The debate over harm reduction strategies, such as needle exchange and safe injection sites, and whether they promote drug use surfaced in council chambers last week.
Council listened to a presentation from AIDS Vancouver Island and the Vancouver Island Health Authority (VIHA) asking for support for safer crack use kits.
Dr. Charmaine Enns, Medical Health Officer with VIHA, said crack cocaine users are often neglected by society and are vulnerable to infectious disease.
“Crack smokers have a very high prevalence of blisters, cuts and sores on their lips and in their mouths from injury from the equipment they’re using to smoke crack,” she said. “They burn the linings of their lips and their mouth from hot glass or metal stems.”
Enns showed slides of what crack smokers are using to get their fix, from a modified pill bottle to a re-configured insulin vial.
“If someone is smoking crack, they will find any way that they can to smoke it,” she said. “If there is not a readily available stem and the brass screens … they will make what they can – a pop can, a broken bottle, whatever they need to smoke crack.”

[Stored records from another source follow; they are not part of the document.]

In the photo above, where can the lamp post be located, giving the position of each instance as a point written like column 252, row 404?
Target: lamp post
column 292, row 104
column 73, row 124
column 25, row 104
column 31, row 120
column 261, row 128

The health authority plans to expand its harm reduction services at the Campbell River AIDS Vancouver Island office by distributing kits which promote safer crack use with instruments such as glass stems, brass filters and rubber mouthpieces.
The kits are already being circulated in major Canadian cities such as Vancouver, Victoria, Toronto, Halifax and Montreal. They’ve been distributed in Courtenay since December 2009, to the tune of 150 kits per month. They have also been distributed in Campbell River in the past.
They are expected to soon make the rounds in Campbell River again. Enns admitted VIHA did not need council’s support to distribute the kits but still wanted the city’s endorsement.
After listening to Enn’s presentation, most of council was convinced and voted to give the healthy authority written support of the safer crack use kits.
Coun. Ron Kerr was the lone councillor opposed.
“My concern is the message it sends to our more vulnerable demographic, the youth,” he said. “The perception is we’re condoning substance abuse by supplying the paraphernalia, rather than prevention. We’re putting our most vulnerable at risk.”
But Enns said the research is “very, very strong that harm reduction does not promote drug use.”
Sheena Campbell, harm reduction regional co-ordinator for VIHA, agreed there is very little evidence that programs such as safer crack use kits put communities at risk.
“Children are generally not in the same vicinity as people using drugs so there’s very little interaction between the two populations,” Sullivan said. “Most drug users I’ve come into contact with want nothing more than to become a good citizen.”
Enns added that harm reduction is aimed at the user.
“Harm reduction is the bridge to stay connected with people that otherwise would be disconnected, so that they can access treatment and hopefully go on to healthier lives… we can’t intervene in people’s lives when they’re dead.”
So we really need to work at doing the best thing for people so they can get well.”